What we really want to find by Sentiment Analysis: The Relationship between Computational Models and Psychological State
This work addresses the problem of aligning computational sentiment analysis with real human emotions for psychologists and AI researchers, though it is incremental as it applies existing methods to a new interdisciplinary context.
The paper investigates the relationship between computational sentiment analysis models and psychological states by comparing model predictions on participants' summaries with psychological measurements, finding that GRU models show more explainable correlations with psychological states than CNN, which performed best but lacked such correlation.

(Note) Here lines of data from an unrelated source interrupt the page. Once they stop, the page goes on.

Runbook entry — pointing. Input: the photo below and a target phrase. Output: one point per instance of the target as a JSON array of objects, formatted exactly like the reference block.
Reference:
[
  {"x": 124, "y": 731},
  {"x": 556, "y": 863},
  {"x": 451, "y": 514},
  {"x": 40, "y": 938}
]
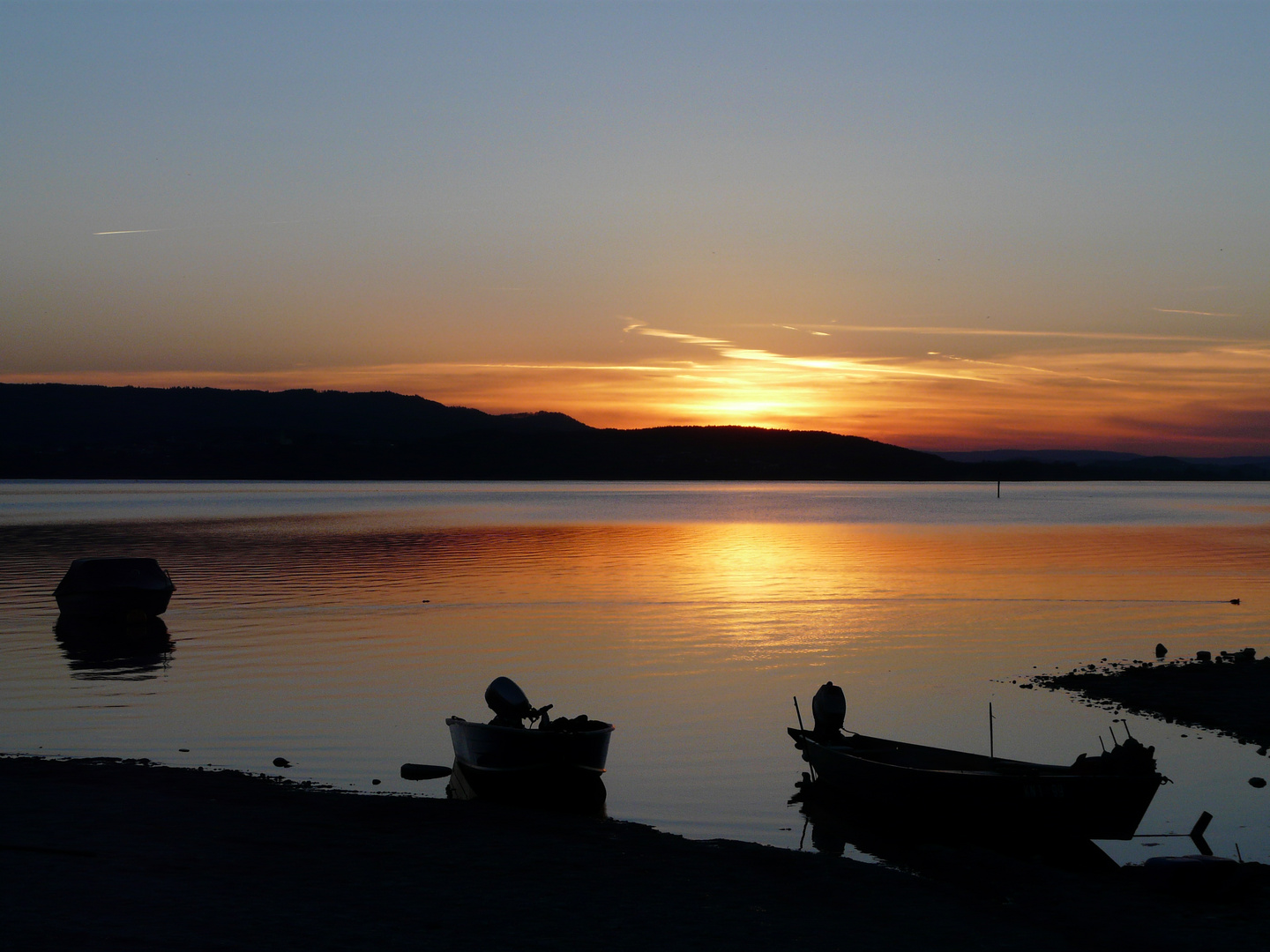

As the first step to model emotional state of a person, we build sentiment analysis models with existing deep neural network algorithms and compare the models with psychological measurements to enlighten the relationship. In the experiments, we first examined psychological state of 64 participants and asked them to summarize the story of a book, Chronicle of a Death Foretold (Marquez, 1981). Secondly, we trained models using crawled 365,802 movie review data; then we evaluated participants' summaries using the pretrained model as a concept of transfer learning. With the background that emotion affects on memories, we investigated the relationship between the evaluation score of the summaries from computational models and the examined psychological measurements. The result shows that although CNN performed the best among other deep neural network algorithms (LSTM, GRU), its results are not related to the psychological state. Rather, GRU shows more explainable results depending on the psychological state. The contribution of this paper can be summarized as follows: (1) we enlighten the relationship between computational models and psychological measurements. (2) we suggest this framework as objective methods to evaluate the emotion; the real sentiment analysis of a person.